Is the climate apocalypse upon us?

A boy swims in the Tigris River at Baghdad's Al-Adhamiyah neighbourhood to cool off amid an ongoing heatwave.

The heat is on. In recent weeks, different parts of the world have experienced extreme heat waves resulting in scores of deaths, raising a crucial question: is the climate apocalypse upon us?

There have been heatwaves before. Is this really about climate change? Experts say that the answer is a resounding yes. That's because the warming of the planet as a result of greenhouse gas emissions has made extreme weather events — like the current heatwave — more frequent, longer, and more severe.

Scientists say that the massive heat dome plaguing North America's Pacific Northwest — causing temperatures in western Canada to outpace arid Dubai — is indeed alarming, but shouldn't surprise those who have been paying attention. As early as the 1980s, a report warned that "temperature changes within several decades will become large enough to have major effects on the quality of life for mankind in many regions." Clearly, the future is now.

But climate-induced heat waves are having disparate effects on high- and low-income countries. Here are some case studies.

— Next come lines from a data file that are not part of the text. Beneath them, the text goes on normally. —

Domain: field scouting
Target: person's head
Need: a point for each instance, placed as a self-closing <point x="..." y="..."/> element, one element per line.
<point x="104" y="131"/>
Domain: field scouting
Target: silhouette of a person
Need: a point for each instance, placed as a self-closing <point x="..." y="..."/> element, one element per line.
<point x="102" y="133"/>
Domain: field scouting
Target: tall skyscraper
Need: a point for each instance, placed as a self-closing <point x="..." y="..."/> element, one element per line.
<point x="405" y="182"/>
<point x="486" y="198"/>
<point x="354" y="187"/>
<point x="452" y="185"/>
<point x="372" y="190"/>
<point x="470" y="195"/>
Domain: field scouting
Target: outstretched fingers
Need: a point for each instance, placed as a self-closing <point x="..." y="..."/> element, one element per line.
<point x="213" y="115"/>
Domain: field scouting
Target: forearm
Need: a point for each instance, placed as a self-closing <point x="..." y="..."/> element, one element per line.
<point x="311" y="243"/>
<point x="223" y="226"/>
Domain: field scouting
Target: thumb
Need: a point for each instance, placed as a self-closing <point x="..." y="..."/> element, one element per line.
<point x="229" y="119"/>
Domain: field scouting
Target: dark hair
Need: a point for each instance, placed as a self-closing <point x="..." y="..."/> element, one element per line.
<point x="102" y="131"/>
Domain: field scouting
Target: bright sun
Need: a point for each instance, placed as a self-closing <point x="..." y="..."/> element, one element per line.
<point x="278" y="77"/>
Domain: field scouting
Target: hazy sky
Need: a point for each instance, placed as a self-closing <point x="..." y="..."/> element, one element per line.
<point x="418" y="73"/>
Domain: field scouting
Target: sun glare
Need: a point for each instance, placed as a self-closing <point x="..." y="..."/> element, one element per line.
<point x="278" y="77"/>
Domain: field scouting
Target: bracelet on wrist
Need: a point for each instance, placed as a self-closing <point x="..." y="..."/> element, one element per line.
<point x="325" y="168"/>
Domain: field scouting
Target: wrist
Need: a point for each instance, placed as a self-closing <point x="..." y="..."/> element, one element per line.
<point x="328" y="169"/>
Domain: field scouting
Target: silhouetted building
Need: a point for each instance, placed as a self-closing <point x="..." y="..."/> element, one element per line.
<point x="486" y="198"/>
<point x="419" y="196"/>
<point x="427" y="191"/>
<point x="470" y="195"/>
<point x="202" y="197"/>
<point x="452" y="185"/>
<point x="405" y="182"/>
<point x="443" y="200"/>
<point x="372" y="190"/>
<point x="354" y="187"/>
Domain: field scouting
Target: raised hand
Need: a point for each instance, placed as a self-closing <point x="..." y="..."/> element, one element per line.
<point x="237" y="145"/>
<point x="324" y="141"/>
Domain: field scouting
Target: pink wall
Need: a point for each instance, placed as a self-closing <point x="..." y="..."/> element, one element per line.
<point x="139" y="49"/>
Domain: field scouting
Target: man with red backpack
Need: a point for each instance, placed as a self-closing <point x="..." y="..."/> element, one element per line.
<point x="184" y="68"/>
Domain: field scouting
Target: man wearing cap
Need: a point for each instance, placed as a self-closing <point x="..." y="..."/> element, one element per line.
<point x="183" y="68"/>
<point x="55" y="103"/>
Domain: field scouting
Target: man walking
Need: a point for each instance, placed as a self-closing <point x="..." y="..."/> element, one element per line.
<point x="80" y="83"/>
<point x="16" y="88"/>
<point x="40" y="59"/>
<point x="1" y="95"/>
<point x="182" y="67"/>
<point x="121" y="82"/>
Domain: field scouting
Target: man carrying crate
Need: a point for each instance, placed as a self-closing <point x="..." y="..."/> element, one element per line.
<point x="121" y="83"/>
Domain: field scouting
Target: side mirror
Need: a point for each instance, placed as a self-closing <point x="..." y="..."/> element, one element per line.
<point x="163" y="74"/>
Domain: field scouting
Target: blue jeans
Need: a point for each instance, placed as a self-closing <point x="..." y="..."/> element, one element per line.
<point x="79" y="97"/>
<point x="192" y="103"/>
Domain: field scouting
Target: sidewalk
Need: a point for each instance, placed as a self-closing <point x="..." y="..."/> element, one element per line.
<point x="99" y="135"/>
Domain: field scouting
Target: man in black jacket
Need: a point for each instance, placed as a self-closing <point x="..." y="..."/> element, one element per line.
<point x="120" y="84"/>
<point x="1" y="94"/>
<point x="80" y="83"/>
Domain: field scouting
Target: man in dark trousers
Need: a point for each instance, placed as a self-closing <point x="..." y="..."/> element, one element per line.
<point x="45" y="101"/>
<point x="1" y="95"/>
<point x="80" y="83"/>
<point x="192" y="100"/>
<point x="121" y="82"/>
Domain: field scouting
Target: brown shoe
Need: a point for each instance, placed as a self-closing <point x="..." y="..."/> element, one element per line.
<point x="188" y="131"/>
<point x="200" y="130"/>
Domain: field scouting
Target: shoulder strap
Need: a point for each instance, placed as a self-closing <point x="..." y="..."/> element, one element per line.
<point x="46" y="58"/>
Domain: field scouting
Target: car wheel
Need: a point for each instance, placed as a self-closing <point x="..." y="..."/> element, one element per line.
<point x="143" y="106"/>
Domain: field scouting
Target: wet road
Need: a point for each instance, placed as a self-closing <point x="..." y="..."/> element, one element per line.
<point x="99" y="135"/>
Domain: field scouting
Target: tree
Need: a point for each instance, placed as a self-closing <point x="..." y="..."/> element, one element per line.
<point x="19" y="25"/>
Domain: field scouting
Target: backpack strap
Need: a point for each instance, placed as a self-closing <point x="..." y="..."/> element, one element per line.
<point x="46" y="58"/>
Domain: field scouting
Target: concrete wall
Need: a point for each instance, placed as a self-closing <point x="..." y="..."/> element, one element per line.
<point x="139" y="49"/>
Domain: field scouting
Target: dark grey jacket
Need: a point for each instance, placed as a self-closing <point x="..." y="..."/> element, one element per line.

British Columbia (Canada) and the Pacific Northwest (US). British Columbia, home to bustling Vancouver, reported almost 500 heat-related deaths in under a week, a staggering 195 percent increase compared to what would usually occur during that period. Similarly, US cities like Portland and Seattle have also experienced record-high temperatures in recent days, leading to heat-related illnesses that have sent hundreds to hospital.

Indeed, these usually mild-temperature cities were caught off-guard by the recent heat apocalypse. (Seattle and Portland have the lowest number of air-conditioned homes in the US.) State infrastructure there is also woefully underprepared in dealing with a once-in-a-generation heatwave: power cables melted, roads caved, and people clamored for reprieve from their overheating homes.

But where many homes don't have cooling, local and state governments quickly stepped in to set up "cooling centers" for people to escape the suffocating heat. That's important in a place like New York City, also experiencing sky-high temperatures, where fewer than one half of public housing residents have air conditioning in their homes. The US states of Oregon and Washington, meanwhile, also lifted COVID restrictions limiting the number of attendees at cinemas and malls to boost access to air-conditioned facilities. Still, Canadian weather experts have warned residents to brace for worse in the days ahead.

Iraq. Iraq, already one of the hottest countries in the world, has recently been paralyzed by a deadly heat wave that's taken much of its power grid offline. Even by Iraq's scorching standards, this June has been brutally hot, recording temperatures eight degrees (celsius) higher than average for this time of year. It's also given rise to a political crisis after cash-strapped Iran cut off power supplies to Iraq, demanding Baghdad pay its dues. Cranking up of air conditioning (for those who have it) has also placed mounting pressure on the country's shabby power grid, raising fears of mass unrest (last year, power shortages across Iraq caused protests that rocked the nation).The Iraqi government, meanwhile, is powerless to help residents — and officials fear that hospitals and homes could continue to be without power as temperatures soar.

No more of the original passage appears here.